Two radio galaxies approximately a billion light-years away which, together, look like greenish dancing ghosts.

Jayanne English/EMU/Dark Energy Survey

Science Alert picked up on the brilliant, ethereal ghosts, which consist of five-billion-light-year-long electron jets. Apparently, this corner of the cosmos is home to two adjacent galaxies. And, each one has a supermassive black hole at its center. Said black holes are cranking out the electron jets as they consume chaotic disks of gas and dust around them. That spews particles into space as their magnetic fields coil and snap.

While spewing black holes like these are common in the cosmos, their jets are often straight. The energetic electron streams zip through space with a laser beam-like tightness, uninhibited by obstacles. In this case, “intergalactic winds” are shaping the jets. Thus, making it appear as if two “ghosts” are swirling around each other against a backdrop of starry space.

Interpretations will vary obviously, but we see the two ghosts doing a ballroom tango with their “hands” clasped above their heads. (Note that the “3” arrow in the image immediately below marks a “filament” of electron jet with a still-mysterious source.)

Two radio galaxies approximately a billion light-years away which, together, look like greenish dancing ghosts.

Jayanne English/EMU/Dark Energy Survey

One of the ghosts’ chief discoverers, Ray Norris, an astronomer at Western Sydney University, wrote in a blog post that he and his colleagues still don’t understand the details of this ghastly cosmic phenomenon. They don’t know, for example, where the intergalactic winds are coming from. Nor why the two jets have become so tangled.

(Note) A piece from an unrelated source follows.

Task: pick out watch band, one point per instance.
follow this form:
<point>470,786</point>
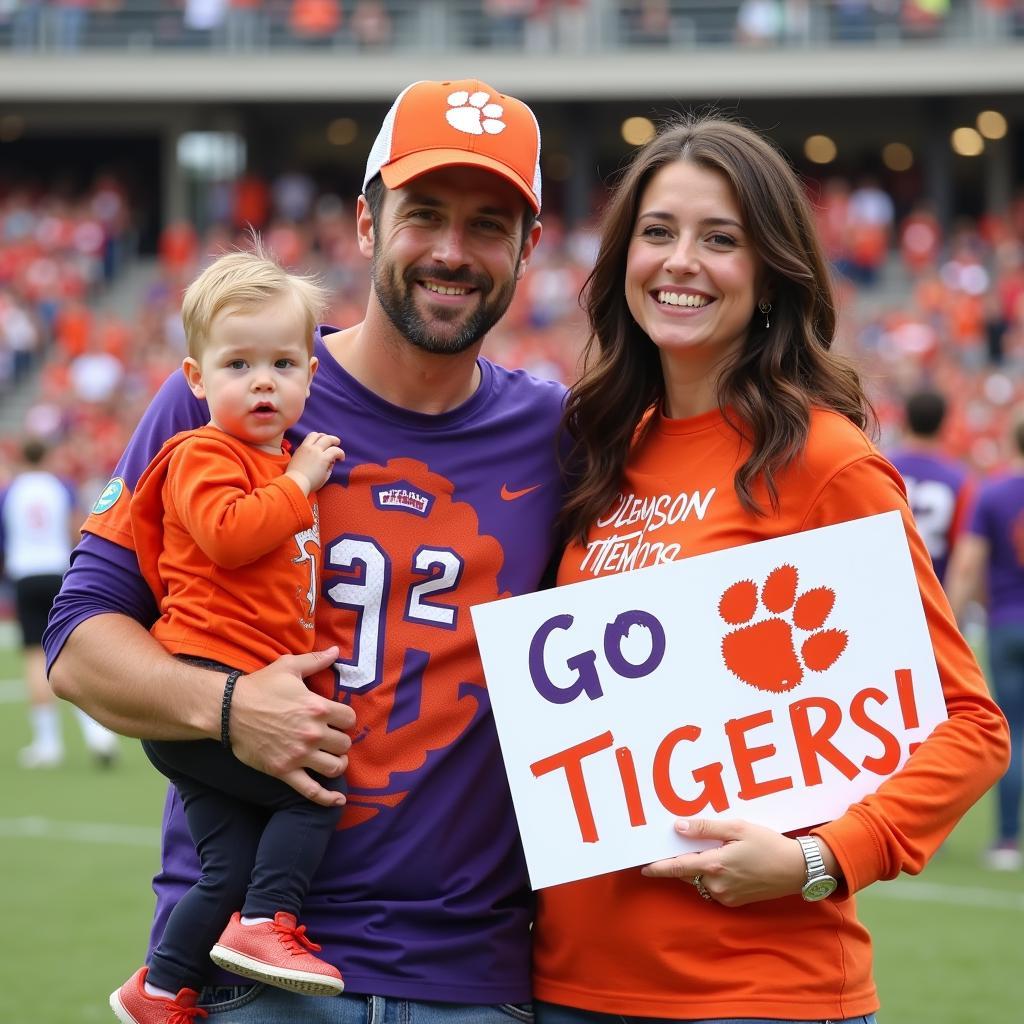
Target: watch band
<point>819,883</point>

To find out the answers to these questions, the astronomers will continue to scan the skies using the Australian Square Kilometer Array Pathfinder (ASKAP), a radio telescope array in Western Australia. Although they’ll undoubtedly find a lot more freaky stuff anyway. Such as Orcs. Literally, though: ORCS or Odd Radio Circles are out there too, just like the one below.

An image of a greenish, ethereal bubble of particles against the backdrop of starry space.